A. They appear to feel that the land they had was as good as anything in the Promised Land, in the spirit of “one in the hand is worth two in the bush.”

O. (32:6-30): I like how Moses reminds the tribes of Gad and Reuben — and essentially probably all of Israel — the history of this sort of thing happening and it going bad.  This memory is fresh enough that the Israelites still remember it.  Apparently, the lesson has been learned this time.  We’ll see for how long.

Q. (32:34-42): Life back then seemed so uncertain.  From these verses, I can picture non-Israelites being forced out of their villages.  It seems that the only certain thing was God.  If I were these other villages, I would think hard about finding out about the Israelites God and/or ask to join them.  Is there any information about if non-Israelites could join the Israelites?  The Midianite girls were spared (Numbers 31:18).  Do we know if they became Israelites?
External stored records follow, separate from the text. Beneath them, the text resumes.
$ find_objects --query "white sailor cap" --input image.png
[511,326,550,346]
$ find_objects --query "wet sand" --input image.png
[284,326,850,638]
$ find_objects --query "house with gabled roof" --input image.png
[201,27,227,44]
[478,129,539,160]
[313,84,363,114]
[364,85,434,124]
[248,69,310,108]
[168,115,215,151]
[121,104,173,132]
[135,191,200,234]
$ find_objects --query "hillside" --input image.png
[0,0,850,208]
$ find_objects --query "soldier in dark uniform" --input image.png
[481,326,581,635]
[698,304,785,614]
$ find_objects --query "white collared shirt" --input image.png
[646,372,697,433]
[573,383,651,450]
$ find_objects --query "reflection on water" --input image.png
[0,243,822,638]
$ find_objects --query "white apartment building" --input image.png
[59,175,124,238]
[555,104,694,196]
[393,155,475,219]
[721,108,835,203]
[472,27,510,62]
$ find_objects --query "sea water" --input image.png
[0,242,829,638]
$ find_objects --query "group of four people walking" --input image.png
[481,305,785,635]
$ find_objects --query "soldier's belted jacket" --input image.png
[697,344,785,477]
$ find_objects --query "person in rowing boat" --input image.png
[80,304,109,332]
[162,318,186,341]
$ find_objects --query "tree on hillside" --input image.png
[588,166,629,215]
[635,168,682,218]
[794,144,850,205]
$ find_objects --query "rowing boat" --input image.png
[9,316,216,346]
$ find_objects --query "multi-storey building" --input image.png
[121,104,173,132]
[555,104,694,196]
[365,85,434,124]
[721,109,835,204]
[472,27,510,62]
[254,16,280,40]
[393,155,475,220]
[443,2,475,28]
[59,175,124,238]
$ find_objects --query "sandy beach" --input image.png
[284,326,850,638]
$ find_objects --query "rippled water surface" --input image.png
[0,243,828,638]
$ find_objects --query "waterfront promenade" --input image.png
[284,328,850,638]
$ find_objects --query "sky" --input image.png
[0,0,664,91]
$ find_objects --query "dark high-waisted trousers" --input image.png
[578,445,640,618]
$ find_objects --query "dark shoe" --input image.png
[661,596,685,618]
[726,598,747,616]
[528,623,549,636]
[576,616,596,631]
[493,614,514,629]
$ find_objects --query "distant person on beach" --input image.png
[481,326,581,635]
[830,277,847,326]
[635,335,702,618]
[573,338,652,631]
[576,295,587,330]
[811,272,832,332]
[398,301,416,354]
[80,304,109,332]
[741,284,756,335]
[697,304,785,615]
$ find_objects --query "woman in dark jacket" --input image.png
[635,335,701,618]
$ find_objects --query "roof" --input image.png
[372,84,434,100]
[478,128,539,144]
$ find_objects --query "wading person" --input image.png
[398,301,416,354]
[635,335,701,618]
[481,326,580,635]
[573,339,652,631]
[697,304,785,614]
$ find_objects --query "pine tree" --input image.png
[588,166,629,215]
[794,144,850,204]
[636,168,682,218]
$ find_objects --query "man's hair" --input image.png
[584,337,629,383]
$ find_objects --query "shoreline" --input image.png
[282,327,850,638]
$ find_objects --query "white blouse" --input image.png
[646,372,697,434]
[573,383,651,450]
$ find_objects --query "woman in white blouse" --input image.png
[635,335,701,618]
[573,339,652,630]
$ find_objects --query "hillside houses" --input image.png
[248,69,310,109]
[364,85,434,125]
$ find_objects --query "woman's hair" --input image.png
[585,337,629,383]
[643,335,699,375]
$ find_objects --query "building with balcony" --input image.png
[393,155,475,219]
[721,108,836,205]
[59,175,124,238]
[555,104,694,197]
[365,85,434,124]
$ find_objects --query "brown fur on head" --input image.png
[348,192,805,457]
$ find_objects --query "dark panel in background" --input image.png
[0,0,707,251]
A. There are regulations spread throughout these first five books, including Exodus 12, which says that foreigners who want to join in Passover celebrations must have all males circumcised, and various similar instructions — some of which will come from our next book, Deuteronomy, so watch for those.  Numbers does not tell us the fate of the girls, but we can assume that they grew up in Israelite households and perhaps some of them married into the tribes.  It appears that if the right steps (i.e. circumcision) took place, the Israelites had a fairly “open door” policy on joining up with God’s people.

O. (33:3-48): I guess this is a wrap-up of their journey.  Let’s view a good map of the Israelites’ 40-year journey in the desert.  Try: www.keyway.ca/htm2001/20010411.htm

Q. (Numbers 33:4): What is God talking about here when he says, “ the gods of Egypt.”

A. As we looked at back in Exodus, the victory in the Passover would have been seen as God conquering the gods of Egypt.  Obviously if the gods of Egypt had won, then the firstborn of Egypt would not have died.

Q. (33:55): God is forewarning the Israelites to clear out all of those people who are occupying the land He is given to the Israelites.  I wonder if we are getting a little picture of some conflict to come, or if the Israelites will obey?

A. This will indeed be something to watch for, and the answer is no.

Thanks for reading.  Hope to see you tomorrow!